Nice-to-haves for OmegaConf / Hydra / other

(Note that I'm new to Kedro, so the below might not appreciate existing features or the ideas behind the design choices.)

  1. Support for the omegaconf interpolation features (I guess this is a given)

  2. An interface for "structured configs", to point to base config dataclass in the config loader.

  3. Possibly with a convention or way to select between different config schemas.

  4. Some flexibility in what parts of the catalog / config that are strict, so it's not all or nothing:

    • Important production IO datasets might benefit from being part of the structured config
    • Adding / removing e.g. local intermediate datasets will probably be harder to work with if the whole catalog / config schema is strict
    • (The structured config might be out of place in the catalog however, since we have typing of the parameters in the dataset classes)
  5. (Probably a bad idea discarded long ago for good reasons) Possibly allow for single-yaml-file overrides; in development there is a lot of switching between the various yaml-files in the conf directory, and it would be nice to prototype in one place.

  6. and +1 for some iteration and branching abilities (that are not jinja), even if this is a long shot. Like if Hydra's multi-run feature was part of the config language.

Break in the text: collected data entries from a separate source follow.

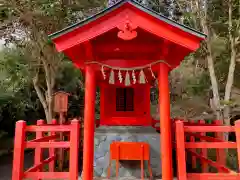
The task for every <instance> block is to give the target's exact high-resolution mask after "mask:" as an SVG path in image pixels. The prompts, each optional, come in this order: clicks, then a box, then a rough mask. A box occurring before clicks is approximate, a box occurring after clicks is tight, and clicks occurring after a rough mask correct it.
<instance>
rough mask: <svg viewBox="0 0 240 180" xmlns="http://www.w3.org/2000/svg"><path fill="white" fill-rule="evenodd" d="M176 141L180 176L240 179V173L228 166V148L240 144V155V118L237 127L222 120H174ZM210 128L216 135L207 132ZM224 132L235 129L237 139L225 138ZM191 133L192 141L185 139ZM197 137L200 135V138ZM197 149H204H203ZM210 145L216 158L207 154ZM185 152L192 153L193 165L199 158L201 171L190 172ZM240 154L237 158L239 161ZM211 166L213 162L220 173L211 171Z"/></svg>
mask: <svg viewBox="0 0 240 180" xmlns="http://www.w3.org/2000/svg"><path fill="white" fill-rule="evenodd" d="M175 130H176V131H175V141H176V153H177V165H178V180H202V179H204V180H237V179H240V173H237V172H234V171H233V170H231V169H229V168H228V167H226V165H225V163H226V154H225V150H224V149H226V148H237V151H238V157H240V121H237V122H236V125H235V127H232V126H223V125H221V124H220V121H215V122H214V123H213V124H210V125H209V124H205V122H204V121H199V122H197V123H194V122H192V121H191V122H183V121H181V120H178V121H176V122H175ZM207 132H214V134H215V137H210V136H206V133H207ZM223 132H235V133H236V137H237V142H226V141H224V140H223V139H224V138H223ZM187 136H188V137H190V138H189V139H190V142H186V137H187ZM196 139H200V142H199V141H197V142H196ZM196 149H201V151H200V153H198V152H197V151H196ZM207 149H216V157H217V160H216V161H213V160H210V159H209V158H208V154H207ZM186 152H187V153H188V154H190V155H191V156H192V159H191V161H192V162H191V163H192V167H193V168H196V166H197V163H196V162H197V161H196V159H197V158H198V159H200V162H201V167H202V168H201V169H202V173H187V170H186ZM239 159H240V158H238V162H239V163H240V160H239ZM209 166H213V167H215V168H216V169H217V170H218V173H210V172H209Z"/></svg>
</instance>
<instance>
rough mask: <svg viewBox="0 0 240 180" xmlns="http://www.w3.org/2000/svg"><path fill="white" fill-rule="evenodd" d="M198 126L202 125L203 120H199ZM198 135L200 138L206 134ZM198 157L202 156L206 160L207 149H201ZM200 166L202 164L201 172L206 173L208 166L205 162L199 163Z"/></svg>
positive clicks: (207, 171)
mask: <svg viewBox="0 0 240 180" xmlns="http://www.w3.org/2000/svg"><path fill="white" fill-rule="evenodd" d="M199 124H200V125H204V124H205V121H204V120H199ZM200 135H201V136H206V133H204V132H201V133H200ZM200 141H204V140H201V139H200ZM200 155H202V156H204V157H205V158H208V153H207V149H201V152H200ZM201 164H202V172H208V164H207V163H206V162H205V161H201Z"/></svg>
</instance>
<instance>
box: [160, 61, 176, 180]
mask: <svg viewBox="0 0 240 180" xmlns="http://www.w3.org/2000/svg"><path fill="white" fill-rule="evenodd" d="M168 73H169V67H168V66H167V65H166V64H164V63H161V64H160V69H159V77H158V88H159V110H160V111H159V112H160V127H161V135H160V139H161V142H160V144H161V153H162V179H163V180H171V179H173V174H172V132H171V129H172V127H171V125H172V122H171V120H170V95H169V81H168Z"/></svg>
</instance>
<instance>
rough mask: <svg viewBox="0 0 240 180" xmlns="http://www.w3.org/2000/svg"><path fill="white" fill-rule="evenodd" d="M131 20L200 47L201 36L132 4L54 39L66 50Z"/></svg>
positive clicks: (108, 14) (57, 43) (184, 45)
mask: <svg viewBox="0 0 240 180" xmlns="http://www.w3.org/2000/svg"><path fill="white" fill-rule="evenodd" d="M129 20H130V21H131V22H132V23H134V24H136V25H137V26H139V27H141V28H142V29H145V30H147V31H149V32H150V33H152V34H155V35H157V36H159V37H162V38H165V39H167V40H169V41H172V42H174V43H176V44H179V45H182V46H184V47H187V48H189V49H191V50H196V49H197V48H198V47H199V41H200V40H201V39H200V38H198V37H196V36H194V35H191V34H189V33H187V32H184V31H182V30H180V29H179V28H176V27H174V26H172V25H170V24H167V23H165V22H163V21H161V20H159V19H157V18H153V17H151V16H150V15H148V14H147V13H145V12H143V11H141V10H140V9H137V8H134V7H133V6H132V7H131V5H130V4H128V5H123V6H121V7H120V8H118V9H116V10H114V11H112V12H110V13H108V14H107V15H105V16H104V17H101V18H98V19H97V20H96V21H94V22H91V23H90V24H86V25H85V26H82V27H79V28H76V29H75V30H73V31H71V32H69V33H67V34H65V35H62V36H61V37H59V38H56V39H54V42H55V43H56V47H57V50H58V51H64V50H66V49H68V48H71V47H73V46H75V45H77V44H80V43H83V42H85V41H88V40H91V39H92V38H95V37H97V36H99V35H101V34H104V33H105V32H107V31H109V30H111V29H113V28H115V27H117V26H119V25H121V24H122V23H123V24H125V22H126V21H129Z"/></svg>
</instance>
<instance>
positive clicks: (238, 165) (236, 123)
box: [235, 120, 240, 170]
mask: <svg viewBox="0 0 240 180" xmlns="http://www.w3.org/2000/svg"><path fill="white" fill-rule="evenodd" d="M235 133H236V142H237V153H238V164H239V165H238V170H240V120H237V121H235Z"/></svg>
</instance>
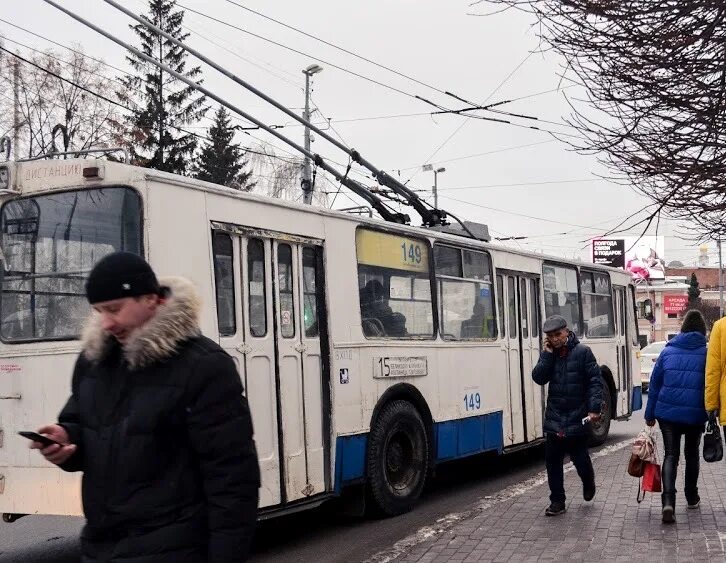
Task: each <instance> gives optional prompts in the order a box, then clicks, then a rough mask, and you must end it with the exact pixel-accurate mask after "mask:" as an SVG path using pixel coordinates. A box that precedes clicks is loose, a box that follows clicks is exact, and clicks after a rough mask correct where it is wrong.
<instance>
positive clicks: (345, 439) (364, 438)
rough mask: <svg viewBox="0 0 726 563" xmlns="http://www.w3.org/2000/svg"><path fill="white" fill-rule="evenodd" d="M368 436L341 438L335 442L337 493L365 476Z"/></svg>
mask: <svg viewBox="0 0 726 563" xmlns="http://www.w3.org/2000/svg"><path fill="white" fill-rule="evenodd" d="M367 446H368V434H356V435H355V436H339V437H338V439H337V440H336V442H335V492H336V493H338V494H340V491H341V489H342V488H343V486H344V485H347V484H350V483H354V482H356V481H359V480H361V479H362V478H363V477H364V475H365V463H366V447H367Z"/></svg>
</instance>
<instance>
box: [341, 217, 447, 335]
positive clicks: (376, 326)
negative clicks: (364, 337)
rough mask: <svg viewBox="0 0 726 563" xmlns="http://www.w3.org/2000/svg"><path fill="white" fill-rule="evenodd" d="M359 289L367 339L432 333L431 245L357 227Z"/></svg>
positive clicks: (356, 236) (357, 253)
mask: <svg viewBox="0 0 726 563" xmlns="http://www.w3.org/2000/svg"><path fill="white" fill-rule="evenodd" d="M355 245H356V254H357V259H358V293H359V297H360V311H361V325H362V328H363V333H364V334H365V336H366V337H367V338H433V336H434V315H433V302H432V299H431V278H430V271H429V253H430V250H429V245H428V243H427V242H426V241H424V240H421V239H415V238H409V237H407V236H401V235H393V234H389V233H380V232H377V231H369V230H367V229H358V231H357V232H356V237H355Z"/></svg>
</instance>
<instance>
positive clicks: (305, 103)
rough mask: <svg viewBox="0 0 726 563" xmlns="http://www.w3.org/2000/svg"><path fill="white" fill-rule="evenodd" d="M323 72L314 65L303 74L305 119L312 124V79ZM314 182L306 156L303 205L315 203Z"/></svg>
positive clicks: (306, 137) (305, 136)
mask: <svg viewBox="0 0 726 563" xmlns="http://www.w3.org/2000/svg"><path fill="white" fill-rule="evenodd" d="M322 70H323V67H321V66H320V65H316V64H312V65H310V66H309V67H307V68H305V69H303V74H304V75H305V110H304V111H303V119H304V120H305V121H307V122H308V123H310V77H311V76H312V75H313V74H317V73H318V72H321V71H322ZM304 135H305V150H306V151H307V152H308V153H309V152H310V127H307V126H305V132H304ZM312 184H313V182H312V178H311V171H310V157H309V156H307V155H305V160H304V161H303V179H302V189H303V203H306V204H308V205H309V204H311V203H312V201H313V185H312Z"/></svg>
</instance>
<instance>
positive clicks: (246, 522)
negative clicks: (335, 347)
mask: <svg viewBox="0 0 726 563" xmlns="http://www.w3.org/2000/svg"><path fill="white" fill-rule="evenodd" d="M86 292H87V296H88V300H89V302H90V303H91V305H93V308H94V310H95V312H94V314H93V316H92V318H91V320H90V323H89V325H88V327H87V328H86V330H85V333H84V336H83V352H82V353H81V355H80V356H79V358H78V360H77V362H76V367H75V370H74V373H73V382H72V394H71V397H70V399H68V402H67V403H66V406H65V407H64V408H63V410H62V412H61V414H60V416H59V422H58V424H51V425H48V426H45V427H43V428H41V429H40V430H39V431H40V433H42V434H45V435H47V436H48V437H50V438H51V439H53V440H55V441H57V442H59V443H61V444H64V445H63V446H62V447H61V446H58V445H51V446H49V447H46V448H43V446H42V444H39V443H37V442H35V443H33V447H34V448H37V449H41V448H42V449H41V453H42V454H43V455H44V456H45V457H46V459H48V460H49V461H51V462H53V463H55V464H57V465H59V466H60V467H61V468H62V469H65V470H67V471H83V473H84V474H83V488H82V495H83V508H84V512H85V515H86V519H87V524H86V526H85V528H84V530H83V533H82V535H81V544H82V554H83V555H82V561H83V562H88V563H91V562H94V563H95V562H99V563H100V562H109V563H110V562H114V563H142V562H143V563H146V562H152V561H153V562H154V563H200V562H208V563H232V562H241V561H246V559H247V554H248V551H249V547H250V543H251V540H252V535H253V531H254V526H255V522H256V519H257V502H258V488H259V485H260V473H259V466H258V462H257V453H256V450H255V444H254V441H253V437H252V421H251V417H250V411H249V407H248V404H247V400H246V399H245V398H244V397H243V396H242V384H241V382H240V377H239V374H238V373H237V369H236V367H235V364H234V362H233V360H232V358H231V357H230V356H229V355H227V354H226V353H225V352H224V351H223V350H222V349H221V348H220V347H219V346H218V345H217V344H216V343H214V342H213V341H211V340H209V339H208V338H205V337H204V336H202V335H201V332H200V329H199V324H198V314H199V308H200V303H199V298H198V296H197V294H196V291H195V289H194V287H193V286H192V284H191V283H190V282H188V281H186V280H184V279H182V278H168V279H162V280H161V283H159V281H157V278H156V275H155V274H154V272H153V271H152V269H151V267H150V266H149V265H148V264H147V263H146V262H145V261H144V260H143V259H142V258H140V257H139V256H136V255H134V254H129V253H124V252H117V253H114V254H111V255H109V256H106V257H105V258H103V259H102V260H101V261H100V262H99V263H98V264H96V266H95V267H94V268H93V270H92V271H91V274H90V276H89V278H88V282H87V284H86Z"/></svg>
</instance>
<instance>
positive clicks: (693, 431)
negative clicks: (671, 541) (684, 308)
mask: <svg viewBox="0 0 726 563" xmlns="http://www.w3.org/2000/svg"><path fill="white" fill-rule="evenodd" d="M705 371H706V321H705V320H704V318H703V315H701V313H700V312H699V311H688V313H687V314H686V317H685V318H684V319H683V324H682V325H681V332H680V334H678V335H677V336H675V337H674V338H673V339H672V340H670V341H669V342H668V344H667V345H666V347H665V349H664V350H663V351H662V352H661V353H660V356H659V357H658V361H657V362H656V364H655V367H654V368H653V373H652V374H651V376H650V388H649V392H648V405H647V406H646V408H645V422H646V424H647V425H648V426H653V425H654V424H655V421H656V420H657V421H658V425H659V426H660V431H661V434H662V435H663V447H664V449H665V456H664V459H663V494H662V495H661V499H662V501H663V522H674V521H675V516H674V511H675V506H676V470H677V468H678V458H679V456H680V451H681V436H685V438H686V443H685V446H684V450H683V451H684V457H685V459H686V475H685V491H684V492H685V493H686V502H687V504H688V508H698V506H699V504H700V502H701V499H700V497H699V496H698V463H699V459H700V443H701V434H702V433H703V425H704V423H705V422H706V419H707V416H706V407H705V405H704V388H705Z"/></svg>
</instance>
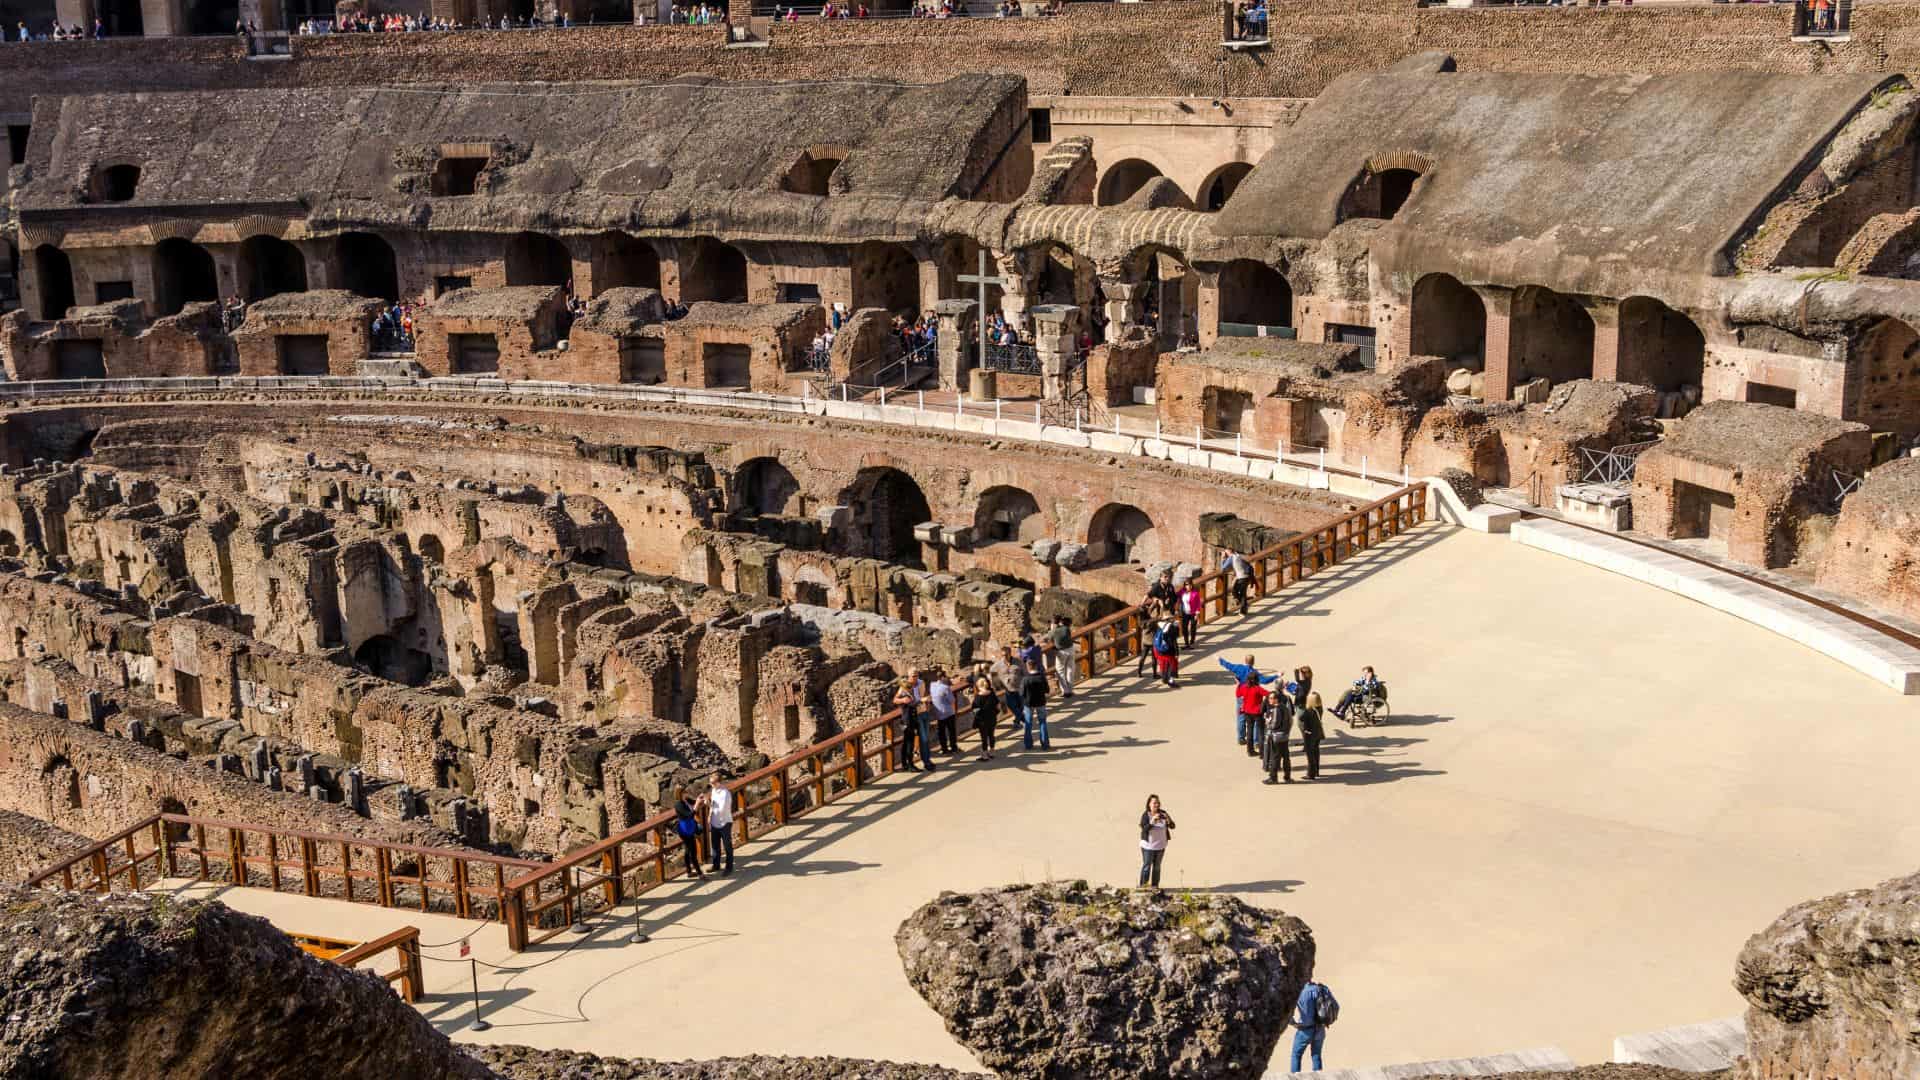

pierrejeden avatar Jul 01 '22 13:07 pierrejeden

Thank you so much for your insights @DavidRoschewitzQB and @pierrejeden ! I'm personally very new to OmegaConf and Hydra, so it's great to already hear from your side which features are working well for you. Will definitely reach out if I have any questions about your needs for config in Kedro.

merelcht avatar Jul 04 '22 09:07 merelcht

After looking into OmegaConf, Hydra and Dynaconf in more detail and discussing the functionalities of those libraries, it was decided that OmegaConf will be the best replacement for anyconfig.

Some aspects and features of OmegaConf that helped us make this decision:

  • OmegaConf is much more popular than anyconf and so we expect support and documentation for it to be better.
  • OmegaConf has built-in variable interpolation, which will allow users to use templating in their configuration files.
  • OmegaConf offers "resolvers" for more complex interpolation, both the built-in and ability to create custom resolvers. The resolver for environment variables will make it possible to pass credentials from environment variables to Kedro.
  • Ability to input config from CLI
  • These and other features will also minimise amount of config users need to write

Hydra offers things like hierarchical environments, but as a first step we'd like to introduce OmegaConf to solve as many user problems as possible. If we find additional features are needed, we can always decide to introduce Hydra because it uses OmegaConf under the hood.

Dynaconf was considered because it offers support for other file types than yml, but other than that it didn't seem to have a great benefit over OmegaConf.

The introduction of OmegaConf inside Kedro depends on a piece of user research to find out if users use other config types than yml. The outcome of that will determine whether the change will be breaking or not.

Our internal assessment is now completed, but please let us know your experiences and insights about OmegaConf or alternative configuration solutions. User perspectives are invaluable to us!

merelcht avatar Jul 12 '22 09:07 merelcht

Relevant community initiative from @heolin @patrykjarzyna https://github.com/webinterpret-ds/kedro-templar

datajoely avatar Jul 14 '22 10:07 datajoely

Dumping thought on this, OmegaConf may also make the CLI interface and the Python API more consistent with Nested Dict Update.

OmegaConf.select(cfg, "foo.bar.zonk") == 10, potentially it can accepts both nested dictionary or these nested-dot keys.